Ею опять восторгались. Но голос ее был всё так же звонок, смех оставался тем же, каким она смеялась и в «Детдоме», и в других фильмах. И это удручало Лодю.

«Разве можно и теперь по утрам, разогревая какао, напевать беззаботные французские песенки? Разве можно весело смеяться?»

«Она» (с некоторых пор Лодя втайне стал думать о мачехе так: «она»), она, должно быть, нарочно не хотела ни вспоминать, ни разговаривать ни о чем «таком».

Как только он произносил слово «папа», глаза ее делались странно светлыми, пустыми.

Как только он пытался рассказать, что вот вчера, говорят, у нас на острове поймали человека, который хотел поджечь Строганов мост; или что вечерами с крыши от Ланэ на всем южном горизонте видно теперь далекое, но всё приближающееся, всё вырастающее зарево; или что дяде Васе Кокушкину стало точно известно: войска Новгородского фронта идут на помощь нам (они крепко ударили немцев где-то там, под какими-то Сольцами), — как только он начинал такой разговор, она обрывала его: «Лодя! Об этом нечего говорить: мы с тобой ничем не можем ни помочь, ни помешать этому… Мы ничего не знаем. Всё это так тяжело, что я не хочу ничего слышать об этом. Ты понял, мальчик? Достаточно! Инаф!»
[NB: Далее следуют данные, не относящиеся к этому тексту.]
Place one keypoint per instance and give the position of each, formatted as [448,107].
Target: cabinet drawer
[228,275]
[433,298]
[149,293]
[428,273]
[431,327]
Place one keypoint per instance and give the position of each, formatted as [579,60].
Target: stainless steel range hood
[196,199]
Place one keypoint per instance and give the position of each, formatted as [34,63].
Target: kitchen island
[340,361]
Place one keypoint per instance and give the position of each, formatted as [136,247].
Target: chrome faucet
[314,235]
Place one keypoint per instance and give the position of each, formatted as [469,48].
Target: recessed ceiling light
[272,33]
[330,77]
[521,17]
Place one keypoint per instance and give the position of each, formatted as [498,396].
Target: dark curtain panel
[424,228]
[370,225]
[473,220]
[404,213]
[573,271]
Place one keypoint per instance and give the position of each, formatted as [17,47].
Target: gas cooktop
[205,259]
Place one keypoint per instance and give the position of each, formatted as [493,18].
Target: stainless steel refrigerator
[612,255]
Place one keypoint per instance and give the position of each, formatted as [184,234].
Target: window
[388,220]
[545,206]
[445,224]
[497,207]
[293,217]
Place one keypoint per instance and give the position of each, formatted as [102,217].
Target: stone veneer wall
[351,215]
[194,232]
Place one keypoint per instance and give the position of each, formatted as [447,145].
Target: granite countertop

Нет, Мике ничего нельзя было рассказать, ее ни о чем нельзя было спросить по-настоящему. Почему это так? Почему от Максиковой мамы всегда веяло на него мирным, ласковым теплом, таким, что, как только она присаживалась рядом и клала руку на голову, становилось радостно и уютно? Почему близнецовская мама, тетя Феня Гамалей, сколько бы она там ни фыркала и ни кричала на всех, — с ней можно было идти-идти, да вдруг и помчаться в пятнашки? А с его мачехой? Об этом немыслимо было даже подумать!
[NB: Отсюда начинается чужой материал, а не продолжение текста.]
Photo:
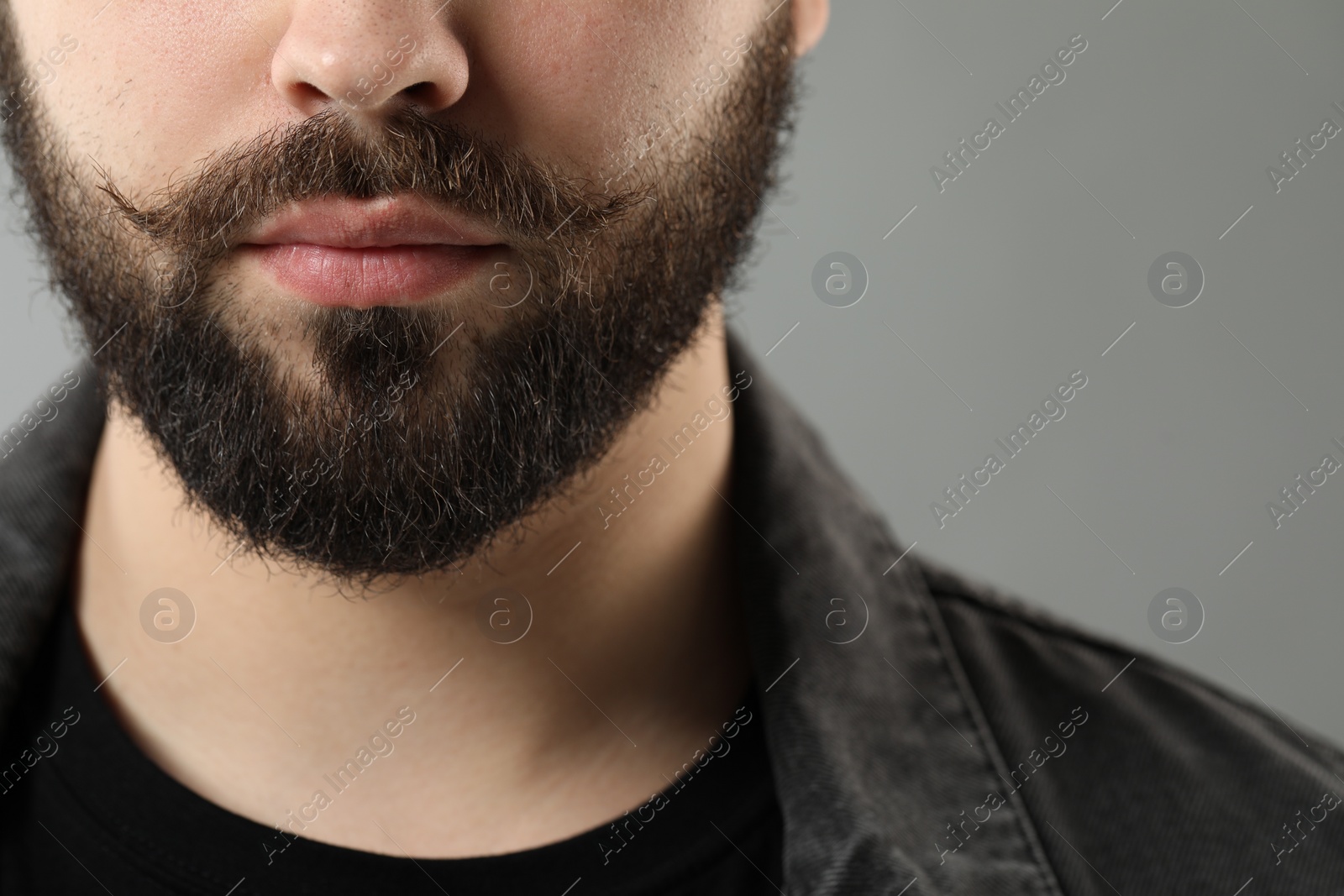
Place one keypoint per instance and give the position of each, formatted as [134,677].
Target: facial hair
[413,436]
В самом конце августа Лодя впервые услышал слово «ракетчики». Оно ужаснуло его.

Он давно и твердо знал, что где-то в мире, далеко от него, жили, да и сейчас еще живут, мерзкие, страшные, непонятные люди, те, которые хотят всем зла, — капиталисты.

Малышом еще он читал про них в журнале «Чиж»: они для него тогда назывались «белыми». Эти белые не хотели, например, чтобы папа стал инженером: им зачем-то надо было, чтобы он «остался недоучкой». Они хотели всех мучить и убивать. Они… Однако красные герои — а среди них был и дядя Женя Слепень и мама Аси Лепечевой, тетя Тоня — вместе с Климом Ворошиловым и Семеном Буденным прогнали и уничтожили их. Ленин и Сталин, большевики, научили людей, как это надо сделать. Так представлял он это себе тогда, в детстве.
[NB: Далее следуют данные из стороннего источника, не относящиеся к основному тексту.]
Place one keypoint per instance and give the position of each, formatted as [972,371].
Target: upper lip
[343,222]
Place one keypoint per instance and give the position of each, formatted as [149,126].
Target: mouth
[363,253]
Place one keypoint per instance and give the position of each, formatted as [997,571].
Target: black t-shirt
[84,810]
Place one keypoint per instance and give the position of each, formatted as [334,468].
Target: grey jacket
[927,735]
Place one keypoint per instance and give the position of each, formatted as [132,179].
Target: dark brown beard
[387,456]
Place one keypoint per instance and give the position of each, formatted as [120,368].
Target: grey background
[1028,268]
Однако несколько лет спустя они, белые, как оборотни, появились в его мире опять; только теперь их звали уже «фашистами».

Это они напали на милую теплую Абиссинию, на ее отважных и несчастных темнокожих защитников.

Это они убивали испанских ребят в Мадриде.

Это они разрушили далекий китайский Шанхай с его рикшами и джонками, на носах которых сидят ручные бакланы.

Мало-помалу люди эти, враги, уже точнее расселились в Лодином представлении по классной географической карте, нашли себе не сказочное, а ясное место на ней. С ними нашей стране предстояло бороться. Лодя хорошо и давно это знал. Они всегда могли напасть на нас; он понимал и это. Но одного он не ожидал никак: того, что «они» есть и тут, у нас, в самой советской стране, в Ленинграде.